From 9380b9d16d96be195575f7f4a03d844924c7b951 Mon Sep 17 00:00:00 2001
From: "Wu, Chunyuan" <chunyuan.wu@intel.com>
Date: Thu, 26 Sep 2024 20:47:22 -0700
Subject: [PATCH 04/19] fix link

---
 prototype_source/max_autotune_on_CPU_tutorial.rst | 2 +-
 1 file changed, 1 insertion(+), 1 deletion(-)

diff --git a/prototype_source/max_autotune_on_CPU_tutorial.rst b/prototype_source/max_autotune_on_CPU_tutorial.rst
index 799f160622d..1cfbaabdb81 100644
--- a/prototype_source/max_autotune_on_CPU_tutorial.rst
+++ b/prototype_source/max_autotune_on_CPU_tutorial.rst
@@ -9,7 +9,7 @@ Prerequisites:
 
 Introduction
 ------------
-``max-autotune`` mode for the Inductor CPU backend in ``torch.compile`` (`RFC link <https://github.com/pytorch/pytorch/issues/125683>`)
+``max-autotune`` mode for the Inductor CPU backend in ``torch.compile`` (`RFC link <https://github.com/pytorch/pytorch/issues/125683>`_)
 profiles multiple implementations of operations at compile time and selects the best-performing one,
 trading longer compilation times for improved runtime performance.

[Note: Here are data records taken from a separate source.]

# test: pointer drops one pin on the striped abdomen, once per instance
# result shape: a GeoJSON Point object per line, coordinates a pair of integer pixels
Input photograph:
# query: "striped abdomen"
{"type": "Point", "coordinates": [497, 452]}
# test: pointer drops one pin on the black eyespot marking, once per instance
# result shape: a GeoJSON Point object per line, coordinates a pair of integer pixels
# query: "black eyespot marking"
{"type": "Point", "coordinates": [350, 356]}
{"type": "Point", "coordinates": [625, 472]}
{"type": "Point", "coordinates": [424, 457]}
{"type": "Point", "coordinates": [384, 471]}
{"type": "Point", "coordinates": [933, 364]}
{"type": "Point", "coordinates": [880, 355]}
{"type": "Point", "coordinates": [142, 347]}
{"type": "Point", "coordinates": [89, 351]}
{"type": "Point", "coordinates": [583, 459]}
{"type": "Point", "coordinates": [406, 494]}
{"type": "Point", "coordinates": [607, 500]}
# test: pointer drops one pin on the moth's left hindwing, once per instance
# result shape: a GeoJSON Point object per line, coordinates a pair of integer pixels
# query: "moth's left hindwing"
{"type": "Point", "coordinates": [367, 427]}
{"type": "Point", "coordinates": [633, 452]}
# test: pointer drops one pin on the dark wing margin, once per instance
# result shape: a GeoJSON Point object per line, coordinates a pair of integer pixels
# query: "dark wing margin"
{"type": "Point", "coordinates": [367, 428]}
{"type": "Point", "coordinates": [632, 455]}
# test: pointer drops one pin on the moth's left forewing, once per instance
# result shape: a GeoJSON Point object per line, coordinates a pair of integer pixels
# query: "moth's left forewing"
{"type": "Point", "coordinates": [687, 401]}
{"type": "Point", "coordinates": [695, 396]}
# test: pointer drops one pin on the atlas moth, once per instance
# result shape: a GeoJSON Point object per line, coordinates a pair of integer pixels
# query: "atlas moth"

This enhancement is particularly beneficial for GEMM-related operations.
 In the Inductor CPU backend, we’ve introduced a C++ template-based GEMM implementation as an alternative to the ATen-based approach that relies on oneDNN and MKL libraries.

From 29effc56df5b9b6a0733ebcfbcb80fcc9b4ca183 Mon Sep 17 00:00:00 2001
From: "Wu, Chunyuan" <chunyuan.wu@intel.com>
Date: Thu, 26 Sep 2024 20:56:34 -0700
Subject: [PATCH 05/19] add request on frozen and no_grad

---
 prototype_source/max_autotune_on_CPU_tutorial.rst | 5 ++++-
 1 file changed, 4 insertions(+), 1 deletion(-)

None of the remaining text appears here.